2009.07.29
読み物

三木先生にお会いしました

ラオス

こんにちは。シャンティ絵本を届ける運動の服部です。
以前、このブログでも紹介され、ラオスでの謄写版(とうしゃばん)ワークショップでお世話になった三木敏正先生にお会いしました。三木先生は、大阪府吹田市に勤務されている小学校の先生です。

ちょっとしたインタビューも行いましたので、その様子を披露いたします。

Q1:シャンティラオス事務所では、10年ほど前、ガリ版ネットワークの志村章子さんを通じて三木先生を紹介頂き「謄写版による文集作りワークショップ」を開催しました。三木先生は最初どのような思いでラオスにいかれましたか?

最初、「ラオスの小学校の先生へ」というタイトルで、手紙を書いて、それを志村さんにラオスまでもっていってもらいました。ラオスのワークショップは、行く前は、自分でいいのか・・・というのが正直な気持ちでした。でも志村さんから「十分でない教育環境の中でも頑張っているラオスの先生たちを励ましてほしい」との言葉に心を打たれ、ラオス行きを決心しました。


Q2:確か3~4日間のワークショップでしたが、一番強く印象に残ったことを教えて下さい。

ラオスの先生が原稿をもってきて、それを謄写版で形にする喜びが感じられてよかったです。一番心に残ったのは、最終日の閉会式。参加していたラオスの先生方一人ずつに謄写版を手渡ししました。ラオスの先生方はとても嬉しそうで、自分の新任時代と重なりました。
Q3:その他、ヴィエンチャンの町、ラオスの人、社会など感じたことがあったら教えて下さい。

ヴィエンチャンは草のにおいのする空港。例えばバンコクは大阪、ヴィエンチャンはのどかな東北という印象。初めての町なのに、何度か足を踏み入れたことのあるような町並で、なつかしさでいっぱいになりました。

Q4:ラオスから戻った後、先生はラオスのことを学習テーマにして生徒たちに伝えようとされたと伺っています。その授業では、いったいどんなことを子どもたちに伝えたかったのですか?

ラオスから帰ってきて、吹田市の道徳教育副読本でラオスの子ども達のことをとりあげ、ラオスの子どもは、水くみ、まきひろいなどお手伝いをたくさんすることを紹介しました。子どもにも役割があることを、写真付きで日本の子どもたちに伝えました。ラオスという国の関心を高め、総合的な学習として国際理解教育へと広げていくことができました。
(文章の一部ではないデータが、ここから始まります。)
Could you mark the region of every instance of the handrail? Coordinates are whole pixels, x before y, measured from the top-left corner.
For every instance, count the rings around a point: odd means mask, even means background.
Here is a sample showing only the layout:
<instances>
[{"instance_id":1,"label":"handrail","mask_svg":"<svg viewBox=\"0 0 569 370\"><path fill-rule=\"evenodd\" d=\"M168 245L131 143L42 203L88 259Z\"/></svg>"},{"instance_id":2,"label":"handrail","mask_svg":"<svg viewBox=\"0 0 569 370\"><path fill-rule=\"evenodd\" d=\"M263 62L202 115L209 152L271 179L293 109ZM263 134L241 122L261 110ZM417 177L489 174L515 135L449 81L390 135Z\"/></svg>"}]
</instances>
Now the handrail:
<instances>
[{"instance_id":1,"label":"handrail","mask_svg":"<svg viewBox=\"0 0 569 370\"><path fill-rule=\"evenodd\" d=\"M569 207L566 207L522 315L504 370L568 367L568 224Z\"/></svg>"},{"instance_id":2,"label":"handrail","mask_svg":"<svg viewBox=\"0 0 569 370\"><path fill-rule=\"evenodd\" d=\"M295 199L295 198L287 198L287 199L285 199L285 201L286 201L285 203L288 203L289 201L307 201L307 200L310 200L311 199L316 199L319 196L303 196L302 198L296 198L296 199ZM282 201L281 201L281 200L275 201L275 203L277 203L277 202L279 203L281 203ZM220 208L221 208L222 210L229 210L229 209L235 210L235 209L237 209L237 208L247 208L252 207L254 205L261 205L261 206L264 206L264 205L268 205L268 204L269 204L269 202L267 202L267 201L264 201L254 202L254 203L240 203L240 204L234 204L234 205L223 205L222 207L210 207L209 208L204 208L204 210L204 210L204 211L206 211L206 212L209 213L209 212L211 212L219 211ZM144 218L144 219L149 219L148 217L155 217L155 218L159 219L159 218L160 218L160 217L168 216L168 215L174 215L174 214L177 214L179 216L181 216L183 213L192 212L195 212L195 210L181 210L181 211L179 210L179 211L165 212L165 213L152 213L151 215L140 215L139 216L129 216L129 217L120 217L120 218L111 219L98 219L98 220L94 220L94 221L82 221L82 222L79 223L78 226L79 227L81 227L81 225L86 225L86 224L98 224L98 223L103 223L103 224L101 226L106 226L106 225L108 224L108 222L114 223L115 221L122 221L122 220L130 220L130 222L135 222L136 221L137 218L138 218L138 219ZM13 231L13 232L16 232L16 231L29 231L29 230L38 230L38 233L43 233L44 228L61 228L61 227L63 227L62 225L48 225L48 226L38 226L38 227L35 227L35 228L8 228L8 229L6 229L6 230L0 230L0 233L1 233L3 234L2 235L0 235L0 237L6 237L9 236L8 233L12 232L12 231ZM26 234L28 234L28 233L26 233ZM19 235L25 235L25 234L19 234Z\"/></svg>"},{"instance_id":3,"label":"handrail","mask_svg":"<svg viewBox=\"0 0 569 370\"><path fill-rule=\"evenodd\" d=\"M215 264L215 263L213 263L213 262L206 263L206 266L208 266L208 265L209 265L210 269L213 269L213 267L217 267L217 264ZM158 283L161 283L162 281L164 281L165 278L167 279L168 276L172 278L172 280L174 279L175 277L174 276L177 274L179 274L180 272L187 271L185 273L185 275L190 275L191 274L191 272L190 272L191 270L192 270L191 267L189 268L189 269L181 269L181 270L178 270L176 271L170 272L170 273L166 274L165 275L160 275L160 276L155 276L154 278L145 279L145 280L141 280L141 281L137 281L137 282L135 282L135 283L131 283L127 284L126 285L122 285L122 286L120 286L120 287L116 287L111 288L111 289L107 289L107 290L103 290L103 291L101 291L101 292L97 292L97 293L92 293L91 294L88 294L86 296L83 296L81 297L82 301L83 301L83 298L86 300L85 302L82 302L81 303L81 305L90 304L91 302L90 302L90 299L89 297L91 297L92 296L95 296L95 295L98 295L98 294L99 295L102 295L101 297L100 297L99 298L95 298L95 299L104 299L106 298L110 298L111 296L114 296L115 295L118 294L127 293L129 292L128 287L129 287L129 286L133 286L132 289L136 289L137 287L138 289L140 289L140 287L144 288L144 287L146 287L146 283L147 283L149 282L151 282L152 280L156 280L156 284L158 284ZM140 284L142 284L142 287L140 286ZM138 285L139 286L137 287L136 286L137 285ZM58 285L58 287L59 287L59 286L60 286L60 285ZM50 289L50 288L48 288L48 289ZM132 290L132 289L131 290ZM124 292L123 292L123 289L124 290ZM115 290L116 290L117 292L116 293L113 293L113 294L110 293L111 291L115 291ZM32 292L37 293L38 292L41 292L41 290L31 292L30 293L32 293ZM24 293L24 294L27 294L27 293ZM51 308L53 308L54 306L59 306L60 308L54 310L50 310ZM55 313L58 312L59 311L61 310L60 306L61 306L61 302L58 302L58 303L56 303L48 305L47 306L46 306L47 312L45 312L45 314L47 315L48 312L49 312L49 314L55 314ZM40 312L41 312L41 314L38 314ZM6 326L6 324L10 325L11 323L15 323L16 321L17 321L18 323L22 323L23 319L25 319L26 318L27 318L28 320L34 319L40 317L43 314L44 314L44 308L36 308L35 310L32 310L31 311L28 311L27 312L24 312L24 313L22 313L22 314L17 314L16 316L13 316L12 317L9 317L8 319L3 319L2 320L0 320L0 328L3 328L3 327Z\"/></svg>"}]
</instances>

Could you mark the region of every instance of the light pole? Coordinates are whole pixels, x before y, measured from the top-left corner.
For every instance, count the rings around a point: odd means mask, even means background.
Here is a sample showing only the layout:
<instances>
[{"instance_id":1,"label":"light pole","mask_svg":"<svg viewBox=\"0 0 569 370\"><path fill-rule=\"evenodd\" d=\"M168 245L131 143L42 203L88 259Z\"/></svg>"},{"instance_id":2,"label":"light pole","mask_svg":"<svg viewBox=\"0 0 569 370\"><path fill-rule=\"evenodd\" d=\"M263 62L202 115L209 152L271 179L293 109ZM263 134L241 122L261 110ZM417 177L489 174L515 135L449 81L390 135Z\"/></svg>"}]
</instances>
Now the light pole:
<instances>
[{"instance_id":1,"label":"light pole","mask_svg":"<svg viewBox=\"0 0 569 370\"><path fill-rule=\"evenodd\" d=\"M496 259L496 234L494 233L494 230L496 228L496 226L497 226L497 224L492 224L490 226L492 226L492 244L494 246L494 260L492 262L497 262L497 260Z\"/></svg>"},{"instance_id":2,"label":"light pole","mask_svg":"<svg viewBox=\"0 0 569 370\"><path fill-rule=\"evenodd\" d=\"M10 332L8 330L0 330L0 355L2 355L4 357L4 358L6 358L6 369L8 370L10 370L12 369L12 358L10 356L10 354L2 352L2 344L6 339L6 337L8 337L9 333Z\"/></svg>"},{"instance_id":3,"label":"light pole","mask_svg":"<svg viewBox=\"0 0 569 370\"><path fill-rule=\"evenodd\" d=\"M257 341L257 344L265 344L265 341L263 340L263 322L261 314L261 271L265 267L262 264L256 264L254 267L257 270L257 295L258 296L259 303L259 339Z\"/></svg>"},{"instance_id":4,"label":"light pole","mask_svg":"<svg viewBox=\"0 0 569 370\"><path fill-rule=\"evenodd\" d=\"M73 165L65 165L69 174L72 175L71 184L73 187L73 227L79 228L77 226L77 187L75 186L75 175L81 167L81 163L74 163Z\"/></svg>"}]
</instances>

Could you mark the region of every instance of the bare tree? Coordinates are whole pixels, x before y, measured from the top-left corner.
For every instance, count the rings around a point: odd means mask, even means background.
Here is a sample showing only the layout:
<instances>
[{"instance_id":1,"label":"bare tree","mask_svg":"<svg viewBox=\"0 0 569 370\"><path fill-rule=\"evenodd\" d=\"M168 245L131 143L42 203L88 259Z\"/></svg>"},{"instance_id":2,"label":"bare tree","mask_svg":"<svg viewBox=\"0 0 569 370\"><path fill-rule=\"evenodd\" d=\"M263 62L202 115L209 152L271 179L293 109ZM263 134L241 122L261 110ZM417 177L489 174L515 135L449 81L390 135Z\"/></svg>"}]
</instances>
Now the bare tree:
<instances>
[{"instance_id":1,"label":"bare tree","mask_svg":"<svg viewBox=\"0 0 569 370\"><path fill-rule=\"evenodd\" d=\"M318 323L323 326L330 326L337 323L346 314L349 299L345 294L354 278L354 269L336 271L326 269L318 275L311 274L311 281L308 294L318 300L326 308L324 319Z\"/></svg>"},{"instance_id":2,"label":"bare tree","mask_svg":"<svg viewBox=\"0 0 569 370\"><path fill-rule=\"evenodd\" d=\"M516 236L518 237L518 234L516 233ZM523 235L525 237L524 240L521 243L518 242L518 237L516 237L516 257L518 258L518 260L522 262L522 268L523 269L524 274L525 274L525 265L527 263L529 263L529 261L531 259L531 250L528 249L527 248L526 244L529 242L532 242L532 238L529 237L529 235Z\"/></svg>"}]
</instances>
Q5:日本はもとより、ラオスでも、電気とテクノロジーの発達によって、謄写版などの手間のかかるローテク技術がだんだんとすたれてきました。そんな中、謄写版が学校教育にもたらしたもの、残したものとは、どんなものだったのでしょうか。先生の体験から教えて頂けますか?

謄写版印刷は、1つ1つ丁寧にガリキリするので、1つの文集、作文が丁寧にできるのです。作業があることで、ただ書いてコピーするより子ども達も丁寧に作業します。印刷がどのようにできるのか、子ども達にもしくみが学べます。物質的に豊かで技術が進んだとしても、心が荒廃しては何もならないことを教えてくれる、ひとつのノスタルジアかも知れません。

私自身の経験ですが、教師になったら子どもと共同作業のできる謄写版をやろうとずっと思っていたので、初任給48,000円もらって、16,000円をはたいて謄写版を購入したのです。転勤しても自分で購入した謄写版なので、持参して次の学校に行きました。

その謄写版は、吹田市立古江台小学校4年4組の教室にあります。謄写版に必要なろう原紙がもう手に入らないので使うことはできません。しかし図工の時の版画印刷で、そのローラーがまだ現役で使っています

三木先生ありがとうございました。シャンティではラオスの子どもたちへの支援活動を続けています。これからも応援をよろしくお願いいたします。